Saturday, July 18, 2009

the domino manifesto--and a Declaration of Independence

OK, today I'm going to start working my way slowly through my entire run of domino magazines. And opening the Spring/Summer 2005 issue, what do I find but a full page photograph of a piece of domino stationery with the following manifesto hand-written on it:

-- HOME SHOULD MAKE YOU HAPPY

-- We swear by the 3 R's: repaint, repaper, reupholster

-- Steal ideas from other people's houses

-- Even the insides of closets & cabinets can be beautiful

-- It's OK to NOT BE finished

-- TRUST YOUR INSTINCTS -- ALWAYS!

-- a chandelier is as timeless as a black dress

-- Renters need not be second class citizens

-- sometimes your mistakes become your greatest inspirations

-- DON'T BE AFRAID TO MIX STYLES
(louis xiv & Eero Saarinen should hang out more often)

-- When traveling -- skip the snapshot & buy something unique for the coffee table

-- HAVE FUN


Wonderful advice! And strangely familiar. After all, our Dorothy (Draper, silly!) began 1939's Decorating is Fun with "A Declaration of Independence." And much of Draper's advice is echoed in the domino's manifesto, leading me to think that the spirit of domino was around when the magazine was just a gleam in Conde Nast's eye. And that makes me believe that that spirit will continue.

Check out what Dorothy Draper had to say:

Almost everyone believes that there is something deep and mysterious about [interior decoration] or that you have to know all sorts of complicated details about periods before you can lift a finger. Well, you don't.

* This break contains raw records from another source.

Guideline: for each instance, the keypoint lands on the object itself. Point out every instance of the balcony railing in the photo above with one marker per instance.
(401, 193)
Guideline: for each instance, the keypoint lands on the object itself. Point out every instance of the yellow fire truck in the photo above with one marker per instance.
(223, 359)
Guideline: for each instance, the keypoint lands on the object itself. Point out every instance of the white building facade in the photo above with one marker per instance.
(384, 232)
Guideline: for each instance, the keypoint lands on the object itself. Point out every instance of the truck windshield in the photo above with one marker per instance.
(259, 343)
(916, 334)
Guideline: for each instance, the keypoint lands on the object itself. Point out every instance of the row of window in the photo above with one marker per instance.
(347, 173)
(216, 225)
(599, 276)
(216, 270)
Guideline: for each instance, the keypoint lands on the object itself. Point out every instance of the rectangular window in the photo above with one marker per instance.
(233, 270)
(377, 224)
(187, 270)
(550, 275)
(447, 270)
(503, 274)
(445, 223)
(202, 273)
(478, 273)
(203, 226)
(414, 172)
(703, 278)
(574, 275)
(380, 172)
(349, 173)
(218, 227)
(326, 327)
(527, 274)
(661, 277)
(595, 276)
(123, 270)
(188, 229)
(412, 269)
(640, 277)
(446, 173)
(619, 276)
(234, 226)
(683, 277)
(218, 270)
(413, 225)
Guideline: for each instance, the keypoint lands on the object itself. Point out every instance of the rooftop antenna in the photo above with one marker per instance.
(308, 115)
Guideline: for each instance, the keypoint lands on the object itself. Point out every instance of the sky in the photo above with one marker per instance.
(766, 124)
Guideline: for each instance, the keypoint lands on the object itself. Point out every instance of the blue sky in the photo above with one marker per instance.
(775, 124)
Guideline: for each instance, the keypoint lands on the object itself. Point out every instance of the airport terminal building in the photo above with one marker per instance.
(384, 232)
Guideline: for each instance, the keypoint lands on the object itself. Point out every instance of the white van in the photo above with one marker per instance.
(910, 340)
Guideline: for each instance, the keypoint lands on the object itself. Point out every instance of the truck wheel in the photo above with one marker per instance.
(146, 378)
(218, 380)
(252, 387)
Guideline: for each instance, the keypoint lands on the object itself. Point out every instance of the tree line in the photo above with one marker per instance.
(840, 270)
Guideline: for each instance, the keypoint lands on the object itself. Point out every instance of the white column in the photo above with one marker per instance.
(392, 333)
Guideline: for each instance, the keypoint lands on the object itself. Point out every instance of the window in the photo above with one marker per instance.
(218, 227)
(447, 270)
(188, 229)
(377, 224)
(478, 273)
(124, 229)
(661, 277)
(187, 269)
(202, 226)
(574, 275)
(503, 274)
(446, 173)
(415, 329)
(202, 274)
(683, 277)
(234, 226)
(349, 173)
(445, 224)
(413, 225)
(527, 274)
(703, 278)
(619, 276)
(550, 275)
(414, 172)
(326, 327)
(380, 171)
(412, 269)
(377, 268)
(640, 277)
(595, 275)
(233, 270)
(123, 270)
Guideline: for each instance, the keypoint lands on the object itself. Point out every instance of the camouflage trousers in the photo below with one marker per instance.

This is a book about how to have a good time decorating. If you want to be grim and serious about it don't read another word, for what I have to say is not for you. I don't believe there is any rule in the game that can't be broken.
... you need not be awed by the learned ones. You can spin your own web and make it very beautiful indeed.
Your home is the backdrop of your life, whether it is a palace or a one-room apartment. It should be honestly your own--an expression of your personality. So many people stick timidly to the often uninspired conventional ideas or follow some expert's methods slavishly. Either way they they are more or less living in someone else's house.
You need courage to experiment, courage to seek out your own taste and express it, courage to disregard stereotyped ideas and try out your own.
Don't be in the least disturbed by trends or fashions, or anyone else's advice. They are probably wrong. Be critical--never humble.
Clear fresh splashes of color can do more for a room than any other one thing.
Plan your room for the people who live in it.
Decoration can't be divorced from living or it's not sound decoration.


Tuesday, July 14, 2009

In which I become the Dominotrix


Internet, you'll never guess what foolishness I'm indulging in at the moment. It's insane.

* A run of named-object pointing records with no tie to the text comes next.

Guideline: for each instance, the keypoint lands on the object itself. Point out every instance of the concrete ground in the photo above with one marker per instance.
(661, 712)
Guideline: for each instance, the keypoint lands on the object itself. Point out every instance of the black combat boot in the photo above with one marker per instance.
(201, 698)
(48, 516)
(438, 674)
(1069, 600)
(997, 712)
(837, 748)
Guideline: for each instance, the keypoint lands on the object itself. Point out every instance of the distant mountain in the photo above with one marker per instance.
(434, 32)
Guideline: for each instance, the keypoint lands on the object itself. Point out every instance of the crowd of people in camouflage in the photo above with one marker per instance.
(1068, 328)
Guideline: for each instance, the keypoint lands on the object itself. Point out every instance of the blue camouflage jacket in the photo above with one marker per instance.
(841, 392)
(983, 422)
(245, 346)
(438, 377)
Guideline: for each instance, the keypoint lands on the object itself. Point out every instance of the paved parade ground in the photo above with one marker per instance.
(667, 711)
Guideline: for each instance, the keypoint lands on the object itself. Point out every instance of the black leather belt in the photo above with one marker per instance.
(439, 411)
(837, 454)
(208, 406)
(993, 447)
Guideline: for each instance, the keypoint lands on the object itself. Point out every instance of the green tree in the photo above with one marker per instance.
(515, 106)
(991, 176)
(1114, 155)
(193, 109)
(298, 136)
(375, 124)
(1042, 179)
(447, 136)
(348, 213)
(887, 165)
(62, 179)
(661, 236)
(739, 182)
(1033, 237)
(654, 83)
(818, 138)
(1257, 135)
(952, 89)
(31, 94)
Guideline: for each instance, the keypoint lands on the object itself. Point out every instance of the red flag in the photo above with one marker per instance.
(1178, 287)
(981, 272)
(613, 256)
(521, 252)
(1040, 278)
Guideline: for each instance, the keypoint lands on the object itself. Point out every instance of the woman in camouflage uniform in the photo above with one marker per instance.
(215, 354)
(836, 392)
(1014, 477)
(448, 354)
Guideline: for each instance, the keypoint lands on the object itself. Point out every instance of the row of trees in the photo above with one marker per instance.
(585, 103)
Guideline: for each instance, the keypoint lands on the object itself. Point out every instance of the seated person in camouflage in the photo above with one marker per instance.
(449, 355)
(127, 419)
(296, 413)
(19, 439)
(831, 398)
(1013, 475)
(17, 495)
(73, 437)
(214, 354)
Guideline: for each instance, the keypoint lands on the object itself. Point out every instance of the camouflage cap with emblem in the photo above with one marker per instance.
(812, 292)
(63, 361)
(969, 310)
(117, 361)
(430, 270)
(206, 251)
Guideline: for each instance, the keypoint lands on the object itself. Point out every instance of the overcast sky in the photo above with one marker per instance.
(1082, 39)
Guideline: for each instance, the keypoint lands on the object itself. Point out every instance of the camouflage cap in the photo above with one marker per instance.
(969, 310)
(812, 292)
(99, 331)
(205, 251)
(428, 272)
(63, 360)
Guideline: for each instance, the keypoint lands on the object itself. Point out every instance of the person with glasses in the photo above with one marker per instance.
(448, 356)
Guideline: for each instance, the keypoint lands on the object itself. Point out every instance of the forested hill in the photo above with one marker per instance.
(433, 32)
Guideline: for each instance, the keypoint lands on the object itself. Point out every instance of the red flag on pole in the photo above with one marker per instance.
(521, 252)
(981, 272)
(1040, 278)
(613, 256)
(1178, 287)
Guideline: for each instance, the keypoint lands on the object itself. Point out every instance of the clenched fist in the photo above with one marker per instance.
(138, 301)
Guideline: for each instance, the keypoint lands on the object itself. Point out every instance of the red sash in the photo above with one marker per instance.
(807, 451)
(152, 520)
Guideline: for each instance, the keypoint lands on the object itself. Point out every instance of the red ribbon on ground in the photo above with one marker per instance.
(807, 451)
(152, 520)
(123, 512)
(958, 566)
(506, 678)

Remember Domino magazine? Of course you do. It was Lucky for interior decorating.

I was never in love with Domino the way some of you were. Like Lucky, it frequently went off the deep end of quirky. And sometimes an entire issue would leave me cold.

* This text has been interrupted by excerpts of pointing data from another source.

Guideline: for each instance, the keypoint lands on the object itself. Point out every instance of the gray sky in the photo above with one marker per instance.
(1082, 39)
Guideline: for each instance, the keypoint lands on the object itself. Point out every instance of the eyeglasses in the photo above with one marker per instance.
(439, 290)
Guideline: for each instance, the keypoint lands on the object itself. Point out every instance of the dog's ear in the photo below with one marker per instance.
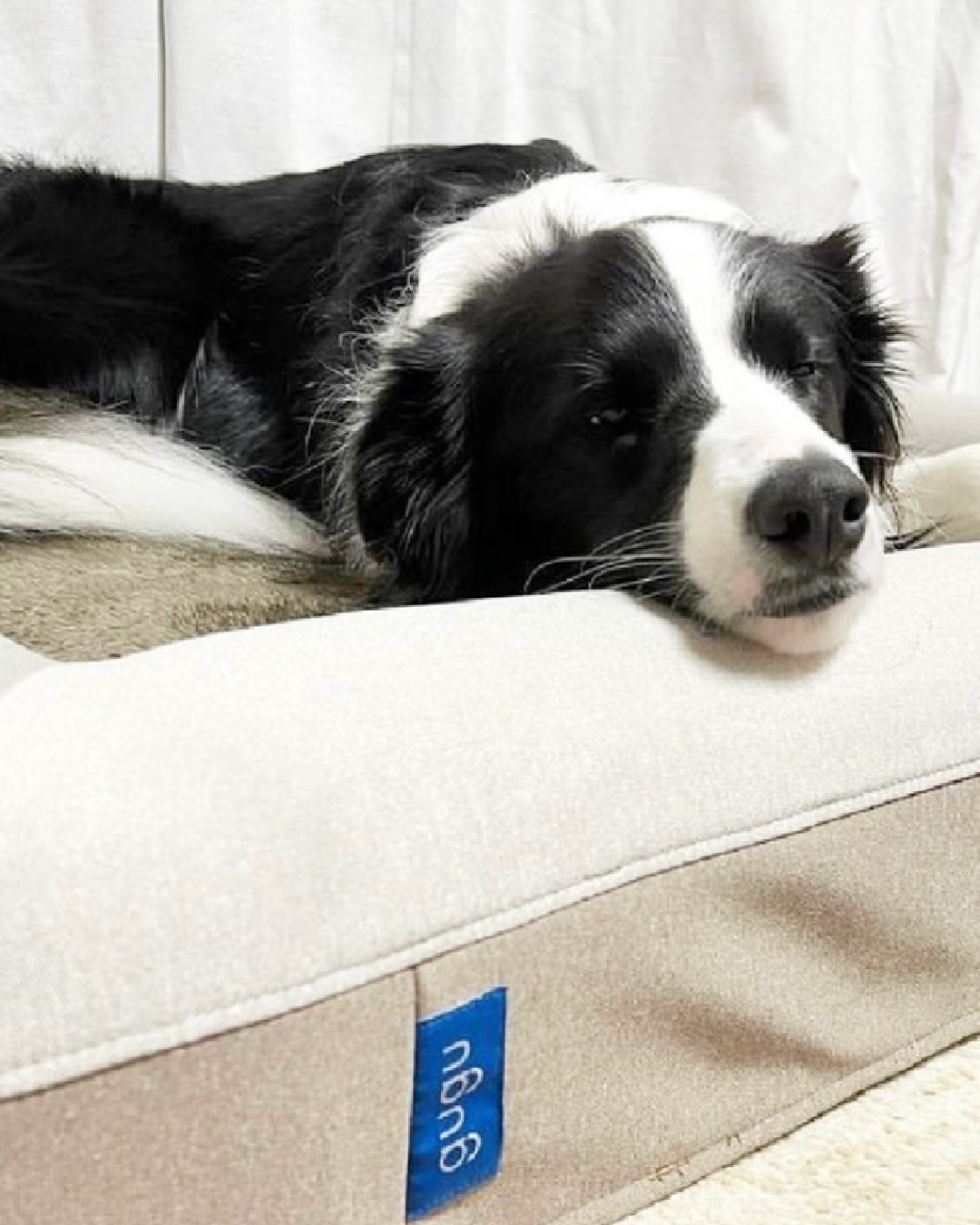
(868, 337)
(412, 466)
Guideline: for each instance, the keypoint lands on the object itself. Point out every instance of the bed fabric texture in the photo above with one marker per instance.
(723, 892)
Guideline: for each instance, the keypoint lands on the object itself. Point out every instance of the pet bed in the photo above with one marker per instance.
(683, 895)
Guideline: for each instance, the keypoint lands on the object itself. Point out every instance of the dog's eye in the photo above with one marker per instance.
(804, 371)
(610, 419)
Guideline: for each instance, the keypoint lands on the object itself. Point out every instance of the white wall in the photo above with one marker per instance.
(806, 112)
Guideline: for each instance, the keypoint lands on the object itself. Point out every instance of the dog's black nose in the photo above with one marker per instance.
(814, 510)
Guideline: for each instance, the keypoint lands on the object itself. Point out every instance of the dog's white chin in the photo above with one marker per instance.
(814, 633)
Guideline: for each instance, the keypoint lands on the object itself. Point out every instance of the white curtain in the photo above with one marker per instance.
(808, 113)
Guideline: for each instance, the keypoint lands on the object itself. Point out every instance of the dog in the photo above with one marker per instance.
(479, 371)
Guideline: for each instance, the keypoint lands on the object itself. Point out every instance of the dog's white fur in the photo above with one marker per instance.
(80, 472)
(757, 426)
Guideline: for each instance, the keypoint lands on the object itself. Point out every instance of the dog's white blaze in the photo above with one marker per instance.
(103, 475)
(756, 426)
(516, 228)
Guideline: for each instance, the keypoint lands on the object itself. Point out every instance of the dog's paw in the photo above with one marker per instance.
(938, 496)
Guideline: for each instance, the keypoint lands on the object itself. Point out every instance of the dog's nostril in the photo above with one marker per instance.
(811, 510)
(855, 507)
(797, 527)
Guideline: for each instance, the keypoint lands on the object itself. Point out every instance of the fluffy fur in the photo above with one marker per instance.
(482, 370)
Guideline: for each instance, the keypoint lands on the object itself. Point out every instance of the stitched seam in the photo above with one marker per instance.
(398, 962)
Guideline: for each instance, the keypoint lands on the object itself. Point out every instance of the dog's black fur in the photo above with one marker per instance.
(553, 412)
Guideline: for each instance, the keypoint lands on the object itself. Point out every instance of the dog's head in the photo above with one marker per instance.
(667, 405)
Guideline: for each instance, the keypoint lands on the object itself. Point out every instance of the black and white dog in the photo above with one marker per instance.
(486, 370)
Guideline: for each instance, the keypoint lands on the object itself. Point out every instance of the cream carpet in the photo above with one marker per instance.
(904, 1153)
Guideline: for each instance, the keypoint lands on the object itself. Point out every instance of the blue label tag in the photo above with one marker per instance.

But, as with Lucky, one magazine gave me instant access to super-cool secret insider sources. All of a sudden it was easy to find out how to get my mitts on great stuff. I didn't have to climb into a time machine, become 23 years old, move to New York, and get a magazine internship to do it. I could make all those underpaid 23 year old interns do it for me.

So when Domino stopped publishing, I mourned a little bit. And bought the Domino decorating book. But that just frustrated me. After all, a book can't provide the same kind of source information that a magazine can.

So I did what I always do in these cases; I went mental. I bought the entire run of Domino, from the Spring/Summer 2005 to March, 2009.



Right now, I plan to read through every issue and bask in the quirkiness. I'm also going to go through it methodically, and when I see something that looks great, I'll check out the website.

And then ... well, I haven't figured out what comes next. I plan to do something about what I find out, like post the link, or write up a separate entry for each source--I haven't figured it out yet. But for the time being, I'd like this blog to become one-stop shopping for Domino-flavored interiors ... as filtered through my admittedly preppy, traditional aesthetic.